LE SOIR.be
L'Italie met Sambreville en musique La technique s'efface, le plaisir de jouer s'installe Le directeur Mario Tiberini garde ses sens en éveil
Mis en ligne le 25/08/2000 à 00:00
par Hugues Danze
L'Italie met Sambreville en musique
Le jumelage entre Sambreville et le village de Gessopalena transcende les différences. Sans dissonance.
UN REPORTAGE DE HUGUES DANZE
L'Italie. Fascinante. Envoûtante. La richesse de sa culture étonne le voyageur. La chaleur de ses habitants séduit. Un art de vivre à nul autre pareil. Avec cet accent savoureux. Une langue qui chante avec autant d'élégance rassemble. Forcément. Sambreville, terre d'accueil d'une importante communauté italienne, est depuis longtemps tombée sous le charme. Dans cette mesure, le jumelage avec le petit village montagnard (1.750 habitants) de Gessopalena dans les Abruzzes apparaît comme une évidence. Un jumelage particulier. Parce que la musique lui sert de fil conducteur. Ce qui a sans doute suffit à convaincre l'Union européenne de financer le projet.

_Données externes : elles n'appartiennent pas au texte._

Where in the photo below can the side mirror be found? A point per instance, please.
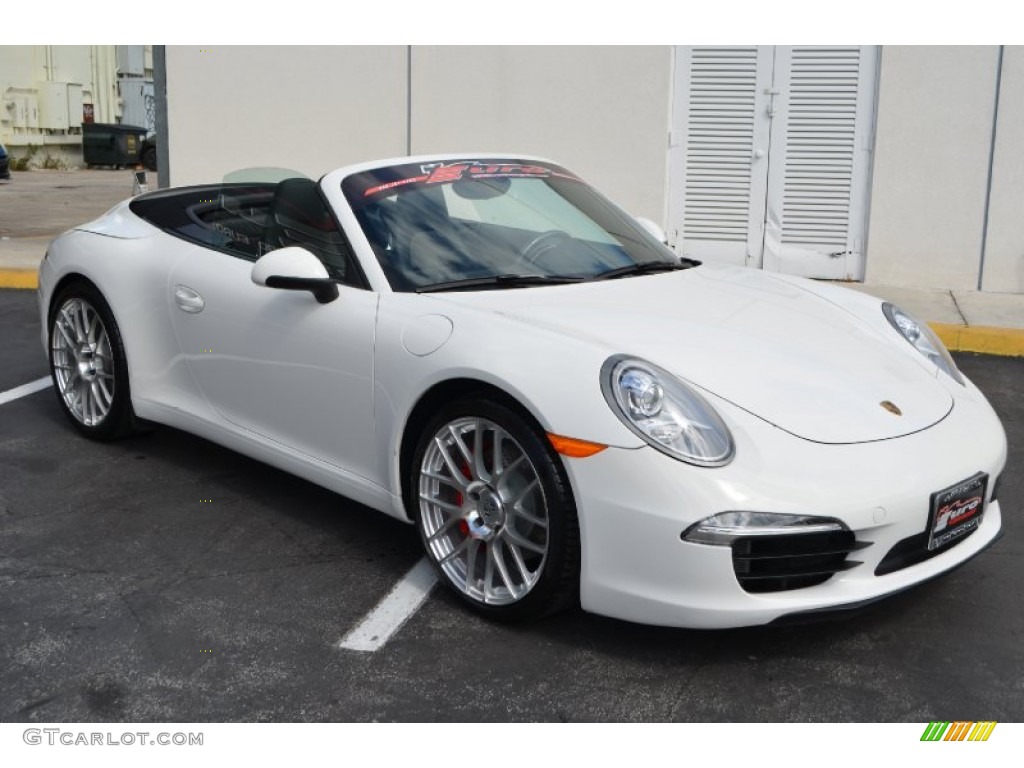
(653, 228)
(294, 268)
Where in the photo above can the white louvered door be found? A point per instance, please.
(771, 157)
(819, 158)
(719, 164)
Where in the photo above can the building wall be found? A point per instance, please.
(309, 109)
(602, 112)
(931, 165)
(1004, 269)
(25, 71)
(605, 113)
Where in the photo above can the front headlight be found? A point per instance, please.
(666, 413)
(923, 339)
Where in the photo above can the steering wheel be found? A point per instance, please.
(542, 244)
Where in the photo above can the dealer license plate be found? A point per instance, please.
(956, 511)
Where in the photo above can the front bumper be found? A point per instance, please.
(635, 504)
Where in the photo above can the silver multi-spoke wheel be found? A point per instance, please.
(482, 511)
(83, 361)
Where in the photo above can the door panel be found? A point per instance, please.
(275, 361)
(819, 154)
(770, 157)
(721, 161)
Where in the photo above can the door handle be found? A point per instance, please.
(187, 300)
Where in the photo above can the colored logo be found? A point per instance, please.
(958, 731)
(891, 407)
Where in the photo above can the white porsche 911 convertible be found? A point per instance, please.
(567, 412)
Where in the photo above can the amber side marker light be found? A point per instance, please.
(572, 448)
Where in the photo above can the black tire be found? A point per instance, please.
(556, 580)
(109, 364)
(148, 158)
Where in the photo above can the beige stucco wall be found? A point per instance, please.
(1004, 268)
(309, 109)
(602, 112)
(931, 165)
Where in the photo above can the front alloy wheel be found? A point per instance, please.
(495, 513)
(87, 363)
(83, 361)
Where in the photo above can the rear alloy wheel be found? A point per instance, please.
(495, 512)
(87, 364)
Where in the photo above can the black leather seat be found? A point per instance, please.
(299, 217)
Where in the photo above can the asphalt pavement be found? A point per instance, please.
(165, 579)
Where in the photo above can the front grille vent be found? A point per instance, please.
(776, 563)
(911, 551)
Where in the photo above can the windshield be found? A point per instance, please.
(446, 222)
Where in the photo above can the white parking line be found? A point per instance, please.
(25, 389)
(391, 612)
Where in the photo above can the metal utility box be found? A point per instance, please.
(112, 143)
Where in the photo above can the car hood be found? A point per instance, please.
(772, 348)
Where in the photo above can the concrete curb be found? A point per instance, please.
(1008, 342)
(18, 279)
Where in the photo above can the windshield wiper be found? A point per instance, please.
(648, 267)
(498, 281)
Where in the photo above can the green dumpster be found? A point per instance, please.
(112, 143)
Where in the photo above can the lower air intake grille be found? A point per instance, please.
(911, 551)
(775, 563)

Cette histoire d'amour naissante est due au hasard. En 1995, un élève du cours de chant de l'Académie de Tamines atterrit dans un petit village installé à flanc de montagne: Gessopalena. Typique, authentique. Paisible. Arpentant les rues, il découvre une école de musique et son orchestre «Armando Manzi» (voir par ailleurs). Ses pensées s'envolent. Il rêve d'un jumelage. De retour au pays, il en parle à Giovanni Votano, directeur de l'académie taminoise. L'histoire est en train de s'écrire. A grandes envolées.
J'ai pris contact avec mon homologue italien, raconte Giovanni Votano, qui s'est toute suite passionné pour un échange culturel entre nos deux écoles. Une raison essentielle à cet échange: l'Ensemble instrumental Votano est l'équivalent belge de l'orchestre italien. Ou presque. Et même si les répertoires et les niveaux sont différents, le courant passe. Les échanges sont riches. Ils transcendent les différences.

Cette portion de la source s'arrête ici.